Replace a two-tier mesh's cold root using a dual-root overlap: stand up a new root alongside the old one, re-sign every intermediate from the new root (keys preserved), let all root-anchoring consumers come to trust both roots, then drop the old root. During the overlap both roots verify.

Posture: offline (you must hold the current root identity to rotate it).

:::danger Cross-repo coordination required Mesh-root rotation is not just an inforge command. Mesh services anchor on per-scope intermediate bundles, not the root, so re-signing intermediates with their keys preserved leaves the mesh undisturbed. The overlap exists for root-anchoring consumers — chiefly the daemon fleet, which lives in a different repo (#610). Daemons reach mesh services over public Let's Encrypt certs and do not anchor on the mesh root for that path; wherever a consumer does anchor on the mesh root, its trust store must be updated to {old, new} before the old root is retired. Plan the rotation with the daemon/consumer owners — finalizing too early breaks any consumer that still trusts only the old root. :::

Steps

  1. Begin the overlap (offline):

    export INFORGE_PKI_ROOT_KEY="AGE-SECRET-KEY-…" # the CURRENT offline root identity
    inforge pki rotate <env> <mesh-name> --root # e.g. … prd wardnet-mesh

    This:

    • verifies you hold the current cold root (only its custodian may rotate it),
    • mints a fresh cold root (encrypted to the same offline recipient),
    • retains the old root in previousRoots,
    • re-signs every intermediate from the new root, preserving each intermediate key — so every live leaf keeps verifying — and retains the old intermediate certs in previousIntermediates so a chain to the old root still validates during the window.
  2. Commit resources/<env>/pki.enc.yaml. The store now holds both roots.

  3. Distribute the new root to every root-anchoring consumer so each trusts {old, new}. Mesh services need no change (they anchor on intermediate keys, which were preserved). Coordinate with the daemon/consumer owners; wait until every consumer has the new root.

  4. Optionally renew leaves (inforge pki renew <env>) so new leaves chain through the re-signed intermediates to the new root. Not required for the mesh — existing leaves already verify under both roots — but it advances consumers toward new-root-only chains.
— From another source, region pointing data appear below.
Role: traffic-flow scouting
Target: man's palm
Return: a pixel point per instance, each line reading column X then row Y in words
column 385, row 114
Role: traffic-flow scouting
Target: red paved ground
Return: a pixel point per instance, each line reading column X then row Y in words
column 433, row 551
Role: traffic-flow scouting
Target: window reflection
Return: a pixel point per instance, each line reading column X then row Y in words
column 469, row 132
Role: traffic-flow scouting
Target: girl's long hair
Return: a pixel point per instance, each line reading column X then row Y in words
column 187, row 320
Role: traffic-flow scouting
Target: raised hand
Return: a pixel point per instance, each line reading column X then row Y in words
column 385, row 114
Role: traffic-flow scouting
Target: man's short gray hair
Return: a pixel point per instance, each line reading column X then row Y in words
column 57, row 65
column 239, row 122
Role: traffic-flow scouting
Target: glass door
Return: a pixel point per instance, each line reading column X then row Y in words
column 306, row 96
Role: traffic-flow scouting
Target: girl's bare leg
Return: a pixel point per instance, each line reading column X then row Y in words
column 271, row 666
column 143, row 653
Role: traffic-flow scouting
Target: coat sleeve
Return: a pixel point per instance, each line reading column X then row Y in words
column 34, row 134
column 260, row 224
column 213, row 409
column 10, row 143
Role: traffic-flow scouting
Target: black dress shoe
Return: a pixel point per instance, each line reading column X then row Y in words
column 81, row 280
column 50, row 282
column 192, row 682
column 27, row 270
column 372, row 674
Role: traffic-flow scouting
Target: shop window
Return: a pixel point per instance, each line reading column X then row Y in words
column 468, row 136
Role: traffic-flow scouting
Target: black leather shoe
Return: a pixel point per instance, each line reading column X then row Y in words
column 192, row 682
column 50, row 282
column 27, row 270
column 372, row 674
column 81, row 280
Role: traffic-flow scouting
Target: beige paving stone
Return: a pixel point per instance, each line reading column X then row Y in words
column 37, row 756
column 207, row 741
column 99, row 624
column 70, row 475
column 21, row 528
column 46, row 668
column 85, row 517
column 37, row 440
  5. Finalize the overlap (offline) once every consumer trusts the new root:

    export INFORGE_PKI_ROOT_KEY="AGE-SECRET-KEY-…" # the offline root identity
    inforge pki rotate <env> <mesh-name> --root --finalize

    Finalize is custody-gated like the begin step — it proves you hold the (new) cold root before retiring the old one, so CI or a stale checkout can't drop the old root prematurely. It drops the retained old root and old intermediate certs. Commit the result.

Verify

  • After step 1: inforge pki ls <env> is unchanged in shape; the store's previousRoots / previousIntermediates are populated. The same live leaf verifies under both roots (old chain: leaf → old-intermediate → old root; new chain: leaf → new-intermediate → new root).
  • After step 5: only the new root remains; previousRoots is empty.

Notes

  • Re-running --root while an overlap is active is refused — finalize first.
  • Intermediate rotation/recovery is blocked during an overlap. Rolling an intermediate key mid-overlap would orphan the old-key leaves the overlap protects, so rotate an intermediate and recover a compromised intermediate refuse to run until you --finalize. The rotation itself preserves intermediate keys, so the mesh needs no intermediate change.
  • The old root key is retained (cold) until finalize, so the rotation can be reasoned about — but it signs nothing new once the overlap begins.